Thursday, June 21, 2012

Send me a smoke signal next time

Elementary schools have it bad these days. Funding is being cut, programs are disappearing, times are generally tough. I have the utmost respect for all who take on a career in the school system, it's a downright battle!

But it begs the question.....why are there reams of paper being sent home just to tell me that the kids have a class picnic or basketball camp is available over the summer?

Every week the kids get flooded with flyers. An information delivery system that is, in my opinion, completely overwhelming. I can't keep up with all the communication. And mostly because it comes in a form that is too easily left crumbled at the bottom of a 4th grader's locker with a 3 week old peanut butter and jelly sandwich. (He told me he ate it).

One such flyer actually made it home on time. One telling me that the 4th grade orchestra was playing the opening of the 5th grade graduation ceremony.
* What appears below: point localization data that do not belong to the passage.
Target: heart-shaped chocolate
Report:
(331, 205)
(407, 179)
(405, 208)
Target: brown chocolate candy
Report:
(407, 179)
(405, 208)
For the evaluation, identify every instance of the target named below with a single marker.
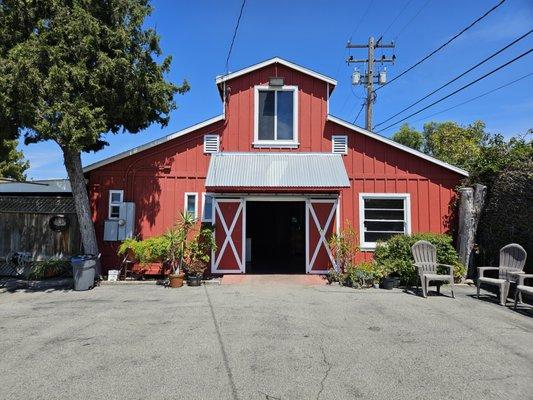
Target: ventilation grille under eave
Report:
(211, 143)
(339, 144)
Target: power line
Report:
(475, 98)
(411, 20)
(443, 45)
(460, 89)
(359, 113)
(457, 77)
(234, 34)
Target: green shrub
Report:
(505, 218)
(357, 275)
(51, 268)
(145, 251)
(395, 257)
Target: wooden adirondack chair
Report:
(425, 255)
(512, 261)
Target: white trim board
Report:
(224, 78)
(396, 144)
(153, 143)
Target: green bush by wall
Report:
(395, 256)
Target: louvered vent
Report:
(211, 143)
(339, 144)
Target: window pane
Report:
(371, 237)
(191, 204)
(116, 197)
(384, 214)
(266, 115)
(285, 115)
(384, 203)
(384, 226)
(208, 208)
(115, 212)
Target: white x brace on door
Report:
(229, 220)
(320, 222)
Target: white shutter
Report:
(339, 144)
(211, 143)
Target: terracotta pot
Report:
(176, 280)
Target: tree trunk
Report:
(72, 160)
(471, 206)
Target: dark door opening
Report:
(275, 236)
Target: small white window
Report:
(276, 116)
(207, 207)
(383, 215)
(191, 204)
(211, 143)
(116, 197)
(339, 144)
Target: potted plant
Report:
(199, 251)
(176, 248)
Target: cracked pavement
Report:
(261, 341)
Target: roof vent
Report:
(211, 143)
(339, 144)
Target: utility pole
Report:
(368, 78)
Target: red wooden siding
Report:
(156, 179)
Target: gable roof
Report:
(153, 143)
(390, 142)
(224, 78)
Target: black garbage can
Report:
(84, 271)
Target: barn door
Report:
(320, 216)
(229, 236)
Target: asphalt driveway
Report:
(261, 341)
So with both of the boys participating, I thought I was at the top of my "I've got it covered" game with their specified outfits all laid out, I planned to go into work a little late so I could witness this glorious event as requested, and I was fully prepared to take all the video I possibly could. Once again, as requested.
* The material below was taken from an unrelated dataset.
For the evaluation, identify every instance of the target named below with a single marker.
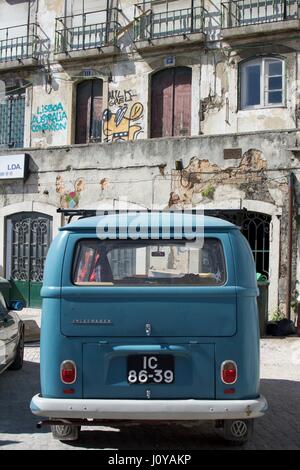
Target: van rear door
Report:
(149, 325)
(145, 295)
The flyer said the performance would be from 8-8:20 AM and I was to have the kids to school for rehearsal at 7:30.

The day finally rolls around and we were actually all on time. Total shocker, really.
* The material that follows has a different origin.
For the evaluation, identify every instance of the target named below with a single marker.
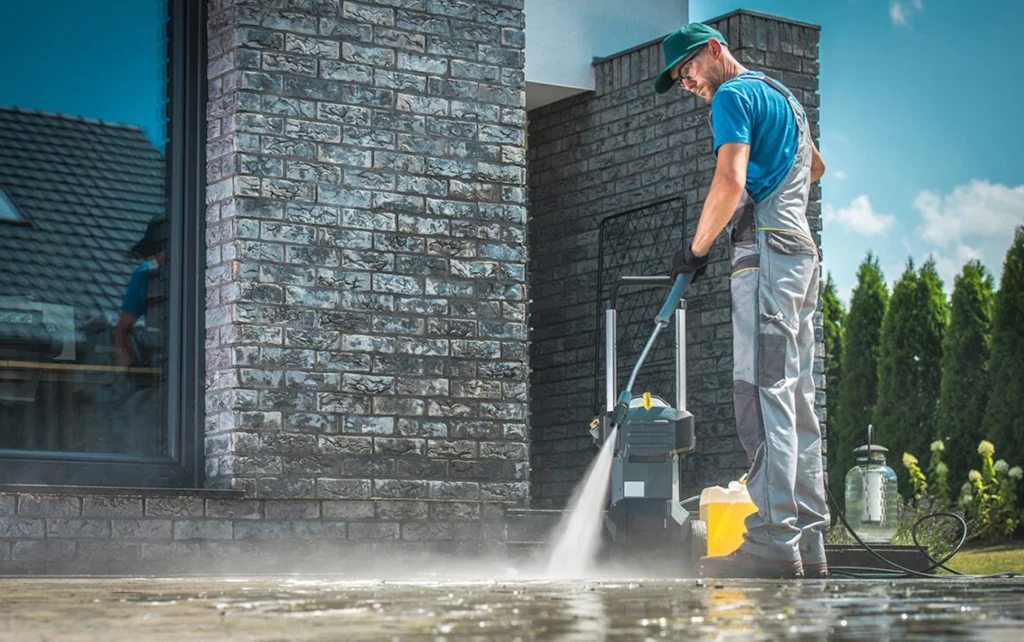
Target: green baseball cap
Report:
(155, 238)
(681, 43)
I walked the kids into school, which was already filled with troll-sized people, we'll call them children, all lined up against the walls outside their classrooms ready to go in and start their day.

Sidenote: the elementary school smells alarmingly similar to a barnyard on a very hot day in late June. Make a note of it.

Once we managed to find the orchestra teacher, and it being after 8:00 by this point, I asked why the kids were still wandering around and nothing was happening.

"Oh, the time changed to 9:00, I sent the first flyer, then changed it and sent another one."

And by 8:00, I really mean 9:00


Seriously? I've received 47 emails from this same orchestra teacher about events in the past so why couldn't she just send an email? Where was this new flyer? CLIFFORD!!!

I had to leave. I wasn't able to stick around for another hour so I had to ask the kids to understand. They did, or so they said.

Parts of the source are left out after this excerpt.